Los cargos contra Santos Anaya y Vanstrahlen Valest destacan violaciones de los principios de eficiencia económica y responsabilidad en el servicio público. Específicamente, se les acusa de no implementar mecanismos rigurosos de monitoreo y control a lo largo de la ejecución del proyecto. Además, se les acusa de haber descuidado su deber de garantizar el correcto funcionamiento de los sistemas de supervisión, que son esenciales para mantener la calidad e integridad de tales iniciativas de infraestructura a gran escala. La Fiscalía describió las acciones atribuidas a los dos funcionarios como un delito grave cometido por negligencia.
Si se confirman, estas acusaciones podrían dar lugar a severas medidas disciplinarias, incluidas restricciones a la celebración de cargos públicos.

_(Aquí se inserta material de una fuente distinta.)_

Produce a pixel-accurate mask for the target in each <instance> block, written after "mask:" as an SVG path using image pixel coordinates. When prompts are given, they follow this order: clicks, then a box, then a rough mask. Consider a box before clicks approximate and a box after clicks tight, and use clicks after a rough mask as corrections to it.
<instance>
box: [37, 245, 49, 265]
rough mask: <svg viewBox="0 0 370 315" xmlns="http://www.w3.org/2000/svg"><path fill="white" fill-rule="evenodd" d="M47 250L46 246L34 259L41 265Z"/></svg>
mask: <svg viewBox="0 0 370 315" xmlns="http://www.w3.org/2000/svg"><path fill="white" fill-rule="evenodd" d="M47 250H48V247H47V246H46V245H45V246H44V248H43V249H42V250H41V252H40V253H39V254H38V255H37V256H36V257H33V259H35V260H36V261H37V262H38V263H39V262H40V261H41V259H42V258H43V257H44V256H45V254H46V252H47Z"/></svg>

Los procedimientos legales están actualmente en curso en el marco de la disciplina administrativa, y el resultado determinará si los funcionarios enfrentan más consecuencias. Mientras tanto, los residentes de los seis distritos afectados continúan monitoreando el progreso de la infraestructura, preocupados por si la costosa inversión realmente proporcionará la protección prometida. El incumplimiento de los estándares básicos de construcción y supervisión ha dejado a muchos cuestionando la confiabilidad del proyecto y la transparencia de su gestión.
Este caso pone de relieve los desafíos actuales para garantizar la rendición de cuentas y la gobernanza efectiva en las obras públicas, especialmente en las regiones propensas a las amenazas ambientales.A medida que se desarrolla el proceso legal, la comunidad espera claridad sobre si la infraestructura ofrecerá la seguridad y la estabilidad que fue diseñada para ofrecer.